The Barcode of Life Database (BOLD) Systems
As with whole genome sequencing programs for individual species, our large-scale surveys of single genes from thousands of species will generate a torrent of data. For example, our barcoding studies on animals over the next few years alone will entail the acquisition of more than 300Mb of COI sequences, or about 10% of the size of the entire human genome. Unlike complete genome databases, our sequence records must link to a named voucher specimen, as well as to collection information, high quality images, and other collateral data. Our database must be searchable by sequence as well as by species name and higher taxonomic categories, and must have the capacity to quickly compare thousands of sequences in order to provide positive identifications. As a result, the creation of an effective Barcode of Life Database (BOLD) represents a crucial component of our overall vision for a complete barcoding system for eukaryotes.
The databasing system that we have begun to develop (www.barcodinglife.org) has already received considerable acclaim from international collaborators, and its functionality will be displayed in the press conference following the barcoding symposium in London in February 2005. Below, we highlight the key components currently available in BOLD, and outline some impending innovations and improvements. We emphasize that BOLD is far more than an online repository for COI sequences. It is, in fact, a comprehensive workbench for barcode analysis that includes three major functional elements: a laboratory information management system, a data management and analysis system, and a species identification engine. Its capabilities are critical to the advance of our work and to the broader activation of DNA barcoding.

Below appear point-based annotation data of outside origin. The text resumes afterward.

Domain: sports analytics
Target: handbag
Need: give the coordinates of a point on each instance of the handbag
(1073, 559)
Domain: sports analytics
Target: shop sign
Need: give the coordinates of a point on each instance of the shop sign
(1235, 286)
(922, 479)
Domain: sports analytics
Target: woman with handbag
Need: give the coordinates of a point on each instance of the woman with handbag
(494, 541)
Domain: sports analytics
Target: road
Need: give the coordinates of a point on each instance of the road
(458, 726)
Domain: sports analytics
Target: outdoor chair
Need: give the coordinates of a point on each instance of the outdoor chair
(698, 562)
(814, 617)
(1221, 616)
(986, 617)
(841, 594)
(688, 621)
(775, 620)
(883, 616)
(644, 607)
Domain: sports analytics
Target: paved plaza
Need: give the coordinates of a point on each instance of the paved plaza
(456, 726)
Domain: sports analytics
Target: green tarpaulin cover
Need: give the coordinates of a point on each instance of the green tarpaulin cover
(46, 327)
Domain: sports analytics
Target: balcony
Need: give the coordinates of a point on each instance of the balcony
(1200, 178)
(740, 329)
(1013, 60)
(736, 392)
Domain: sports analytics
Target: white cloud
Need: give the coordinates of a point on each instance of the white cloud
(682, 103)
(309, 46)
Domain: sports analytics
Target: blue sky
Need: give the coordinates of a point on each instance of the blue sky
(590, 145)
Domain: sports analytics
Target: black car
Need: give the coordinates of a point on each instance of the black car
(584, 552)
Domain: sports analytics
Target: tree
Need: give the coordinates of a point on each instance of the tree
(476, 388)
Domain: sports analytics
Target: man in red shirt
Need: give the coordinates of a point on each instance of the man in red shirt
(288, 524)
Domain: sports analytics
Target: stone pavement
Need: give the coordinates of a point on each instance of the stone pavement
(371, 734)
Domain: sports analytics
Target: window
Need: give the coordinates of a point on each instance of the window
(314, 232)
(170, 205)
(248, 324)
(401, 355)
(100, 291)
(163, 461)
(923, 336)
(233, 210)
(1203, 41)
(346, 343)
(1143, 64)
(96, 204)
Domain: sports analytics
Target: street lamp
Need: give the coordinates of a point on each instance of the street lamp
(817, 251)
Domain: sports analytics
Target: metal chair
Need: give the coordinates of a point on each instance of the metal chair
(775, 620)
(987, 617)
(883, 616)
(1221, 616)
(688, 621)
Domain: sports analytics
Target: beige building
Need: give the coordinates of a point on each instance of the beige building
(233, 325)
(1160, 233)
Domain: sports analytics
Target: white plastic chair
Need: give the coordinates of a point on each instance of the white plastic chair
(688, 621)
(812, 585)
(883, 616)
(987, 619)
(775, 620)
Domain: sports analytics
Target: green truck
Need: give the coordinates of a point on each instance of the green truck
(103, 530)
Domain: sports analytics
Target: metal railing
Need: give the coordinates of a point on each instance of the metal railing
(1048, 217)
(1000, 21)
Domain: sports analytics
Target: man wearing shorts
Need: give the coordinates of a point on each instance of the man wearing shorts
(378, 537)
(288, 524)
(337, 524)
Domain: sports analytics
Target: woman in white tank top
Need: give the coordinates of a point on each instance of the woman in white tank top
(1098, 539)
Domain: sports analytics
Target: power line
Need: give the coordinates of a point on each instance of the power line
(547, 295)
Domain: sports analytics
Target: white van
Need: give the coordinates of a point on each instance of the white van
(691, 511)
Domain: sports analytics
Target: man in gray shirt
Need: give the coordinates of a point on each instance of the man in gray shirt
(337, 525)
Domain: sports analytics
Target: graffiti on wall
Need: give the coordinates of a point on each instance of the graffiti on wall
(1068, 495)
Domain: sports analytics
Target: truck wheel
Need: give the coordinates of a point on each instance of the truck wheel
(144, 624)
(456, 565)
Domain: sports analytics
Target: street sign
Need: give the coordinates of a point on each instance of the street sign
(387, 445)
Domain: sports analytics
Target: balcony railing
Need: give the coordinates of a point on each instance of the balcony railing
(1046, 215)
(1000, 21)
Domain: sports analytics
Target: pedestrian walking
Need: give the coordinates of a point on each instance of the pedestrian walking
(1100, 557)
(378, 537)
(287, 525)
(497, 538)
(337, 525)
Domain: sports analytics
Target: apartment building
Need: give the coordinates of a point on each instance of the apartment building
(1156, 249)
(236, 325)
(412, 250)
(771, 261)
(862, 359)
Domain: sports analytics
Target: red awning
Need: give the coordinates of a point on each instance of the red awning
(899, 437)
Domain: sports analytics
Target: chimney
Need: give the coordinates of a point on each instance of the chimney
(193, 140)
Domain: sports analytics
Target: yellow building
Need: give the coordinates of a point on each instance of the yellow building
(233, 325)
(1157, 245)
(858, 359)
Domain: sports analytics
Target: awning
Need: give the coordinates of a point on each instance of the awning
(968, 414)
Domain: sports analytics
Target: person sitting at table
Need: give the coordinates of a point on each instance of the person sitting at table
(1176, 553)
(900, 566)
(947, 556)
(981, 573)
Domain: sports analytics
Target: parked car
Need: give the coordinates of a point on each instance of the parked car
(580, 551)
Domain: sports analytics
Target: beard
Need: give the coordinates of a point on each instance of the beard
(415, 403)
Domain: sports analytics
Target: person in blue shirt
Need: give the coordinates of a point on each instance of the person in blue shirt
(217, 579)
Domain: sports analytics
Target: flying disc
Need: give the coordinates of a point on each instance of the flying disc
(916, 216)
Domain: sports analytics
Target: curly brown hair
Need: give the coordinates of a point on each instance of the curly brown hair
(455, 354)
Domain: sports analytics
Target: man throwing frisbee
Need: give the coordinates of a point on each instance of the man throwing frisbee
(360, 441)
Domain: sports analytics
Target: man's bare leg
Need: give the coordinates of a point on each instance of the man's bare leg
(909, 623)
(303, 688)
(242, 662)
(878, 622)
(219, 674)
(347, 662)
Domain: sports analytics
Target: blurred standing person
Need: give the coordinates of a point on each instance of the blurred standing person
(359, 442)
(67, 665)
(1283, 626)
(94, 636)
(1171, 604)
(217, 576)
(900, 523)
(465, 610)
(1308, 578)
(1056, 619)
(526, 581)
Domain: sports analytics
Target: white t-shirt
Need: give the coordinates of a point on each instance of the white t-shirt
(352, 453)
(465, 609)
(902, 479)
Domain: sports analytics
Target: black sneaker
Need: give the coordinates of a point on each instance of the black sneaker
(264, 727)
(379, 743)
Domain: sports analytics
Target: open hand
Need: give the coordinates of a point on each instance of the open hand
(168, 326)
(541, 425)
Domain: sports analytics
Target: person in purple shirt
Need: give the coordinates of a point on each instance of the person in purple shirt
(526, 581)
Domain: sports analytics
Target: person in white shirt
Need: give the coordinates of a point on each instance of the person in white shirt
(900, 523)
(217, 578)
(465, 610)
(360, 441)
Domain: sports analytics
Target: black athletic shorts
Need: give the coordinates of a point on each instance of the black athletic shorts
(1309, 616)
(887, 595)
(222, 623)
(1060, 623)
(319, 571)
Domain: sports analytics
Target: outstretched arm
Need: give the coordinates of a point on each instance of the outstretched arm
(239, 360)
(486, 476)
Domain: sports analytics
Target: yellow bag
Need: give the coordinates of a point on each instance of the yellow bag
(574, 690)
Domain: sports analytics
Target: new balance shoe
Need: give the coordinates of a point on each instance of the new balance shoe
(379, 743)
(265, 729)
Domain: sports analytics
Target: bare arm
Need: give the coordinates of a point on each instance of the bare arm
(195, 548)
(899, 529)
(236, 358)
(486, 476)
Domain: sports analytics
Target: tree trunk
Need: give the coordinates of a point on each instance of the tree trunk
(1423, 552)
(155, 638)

Data Management and Analysis System (BOLD-DMAS)
The DMAS component of BOLD currently provides support for both the warehousing and analysis of the sequence records generated by facilities using our LIMS. It provides a simple interface enabling the members of each research team to upload new sequences to password-protected projects. In addition, the DMAS enables project administrators to assign varying levels of access to data for different researchers involved in a project. For example, a project leader will be able to access, edit, or delete data entries, while a graduate student may simply have the ability to add new data. This hierarchical management system allows work to proceed simultaneously in different labs and on different groups of organisms while being managed from a centralized location. This greatly improves efficiency and communication, and prevents data from being lost or duplicated. Moreover, because the DMAS includes information on where each specimen was collected and where the voucher specimen has been deposited, copies of sequence traces, and high resolution photographs of each specimen, it allows straightforward traceability of the data stream back to the source.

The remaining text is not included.